Hacker News new | ask | show | jobs
by steamrolled 369 days ago
The main reason system() exists is that people want to execute shell commands; some confused novice developers might mix it up with execl(), but this is not a major source of vulnerabilities. The major source of vulnerabilities is "oh yeah, I actually meant to execute shell".

So if you just take away the libcall, people will make their own version by just doing execl() of /bin/sh. If you want this to change, I think you have to ask why do people want to do this in the first place.

And the answer here is basically that because of the unix design philosophy, the shell is immensely useful. There are all these cool, small utilities and tricks you can use in lieu of writing a lot of extra code. On Windows, command-line conventions, filesystem quirks, and escaping gotchas are actually more numerous. It's just that there's almost nothing to call, so you get fewer bugs.

The most practical way to make this class of bugs go away is to make the unix shell less useful.

1 comments

most calls to system() that I've seen could be replaced with exec without much difficulty. There's relatively few that actually need the shell functionality.
system() involves fork()ing, setting up signal handlers, exec()ing and wait()ing. You won't be replacing it with exec, most of the time you'll be reimplementing it for absolutely no reason.
Python has os.spawnl, os.spawnv, etc., which fork()s, wait4()s, etc., without involving a shell. This is much better; this is the library function you should be using instead of system() most of the time. Unfortunately I don't think glibc has an equivalent!

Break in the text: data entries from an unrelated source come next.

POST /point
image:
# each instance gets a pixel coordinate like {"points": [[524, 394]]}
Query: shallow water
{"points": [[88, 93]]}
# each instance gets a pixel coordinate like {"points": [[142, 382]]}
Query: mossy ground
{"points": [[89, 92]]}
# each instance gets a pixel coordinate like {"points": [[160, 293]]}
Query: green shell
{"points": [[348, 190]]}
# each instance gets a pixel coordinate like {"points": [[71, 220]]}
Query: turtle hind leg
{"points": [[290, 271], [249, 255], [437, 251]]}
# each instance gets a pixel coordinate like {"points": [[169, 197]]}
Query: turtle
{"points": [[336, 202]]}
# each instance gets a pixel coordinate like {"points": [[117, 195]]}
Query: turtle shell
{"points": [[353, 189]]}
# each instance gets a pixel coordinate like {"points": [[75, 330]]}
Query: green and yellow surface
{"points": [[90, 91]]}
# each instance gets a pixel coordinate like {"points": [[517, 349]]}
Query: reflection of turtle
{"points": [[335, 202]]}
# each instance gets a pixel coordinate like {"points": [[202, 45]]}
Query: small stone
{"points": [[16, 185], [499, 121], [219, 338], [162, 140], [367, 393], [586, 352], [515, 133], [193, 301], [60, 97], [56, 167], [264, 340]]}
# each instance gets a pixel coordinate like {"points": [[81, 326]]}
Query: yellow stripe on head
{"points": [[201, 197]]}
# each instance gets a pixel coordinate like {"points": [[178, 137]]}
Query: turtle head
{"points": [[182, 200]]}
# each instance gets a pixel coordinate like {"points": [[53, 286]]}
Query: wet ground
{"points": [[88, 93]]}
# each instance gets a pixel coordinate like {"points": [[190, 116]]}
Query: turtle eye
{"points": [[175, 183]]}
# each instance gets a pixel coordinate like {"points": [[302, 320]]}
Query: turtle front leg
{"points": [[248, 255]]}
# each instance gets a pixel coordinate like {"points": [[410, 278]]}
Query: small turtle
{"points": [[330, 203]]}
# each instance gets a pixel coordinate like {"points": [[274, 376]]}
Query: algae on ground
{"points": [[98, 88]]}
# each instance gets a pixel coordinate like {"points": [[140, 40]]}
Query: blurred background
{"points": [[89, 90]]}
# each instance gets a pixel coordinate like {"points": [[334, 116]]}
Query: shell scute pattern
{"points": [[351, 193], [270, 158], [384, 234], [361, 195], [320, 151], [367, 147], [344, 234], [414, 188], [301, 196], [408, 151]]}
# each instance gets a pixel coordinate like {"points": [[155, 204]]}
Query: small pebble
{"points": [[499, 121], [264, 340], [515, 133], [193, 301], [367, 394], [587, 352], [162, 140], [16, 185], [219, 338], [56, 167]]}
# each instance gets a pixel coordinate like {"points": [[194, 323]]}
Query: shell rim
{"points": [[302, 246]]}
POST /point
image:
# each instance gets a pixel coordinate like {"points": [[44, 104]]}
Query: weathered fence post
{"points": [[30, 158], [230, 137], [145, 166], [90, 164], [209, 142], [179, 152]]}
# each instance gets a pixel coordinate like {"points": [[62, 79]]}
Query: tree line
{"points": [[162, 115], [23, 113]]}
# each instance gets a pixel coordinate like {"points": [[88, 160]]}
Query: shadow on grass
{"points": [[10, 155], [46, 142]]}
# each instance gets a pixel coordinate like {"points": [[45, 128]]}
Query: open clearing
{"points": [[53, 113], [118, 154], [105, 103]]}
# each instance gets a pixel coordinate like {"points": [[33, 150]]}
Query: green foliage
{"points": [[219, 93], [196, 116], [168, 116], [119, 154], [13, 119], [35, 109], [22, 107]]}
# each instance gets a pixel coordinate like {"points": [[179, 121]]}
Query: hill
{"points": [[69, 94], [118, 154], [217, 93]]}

    strace -o tmp.spawnlp -ff python3 -c 'import os; os.spawnlp(os.P_WAIT, "true", "true")' 
In parent:

    clone(child_stack=NULL, flags=CLONE_CHILD_CLEARTID|CLONE_CHILD_SETTID|SIGCHLD, child_tidptr=0x7fdc03233310) = 225954
    wait4(225954, [{WIFEXITED(s) && WEXITSTATUS(s) == 0}], 0, NULL) = 225954
    --- SIGCHLD {si_signo=SIGCHLD, si_code=CLD_EXITED, si_pid=225954, si_uid=1000, si_status=0, si_utime=0, si_stime=0} ---
In child:

    set_robust_list(0x7fdc03233320, 24)     = 0
    gettid()                                = 225954
    clock_gettime(CLOCK_MONOTONIC, {tv_sec=2458614, tv_nsec=322829153}) = 0
    clock_gettime(CLOCK_MONOTONIC, {tv_sec=2458614, tv_nsec=323030718}) = 0
    execve("/usr/local/bin/true", ["true"], 0x7ffdc5008458 /* 44 vars */) = -1 ENOENT (No such file or directory)
    execve("/usr/bin/true", ["true"], 0x7ffdc5008458 /* 44 vars */) = 0
Here, I think strace shows clone() rather than fork() because glibc's fork() is a library function that invokes clone(), rather than a real system call.
> Python has os.spawnl, os.spawnv, etc., which fork()s, wait4()s, etc., without involving a shell.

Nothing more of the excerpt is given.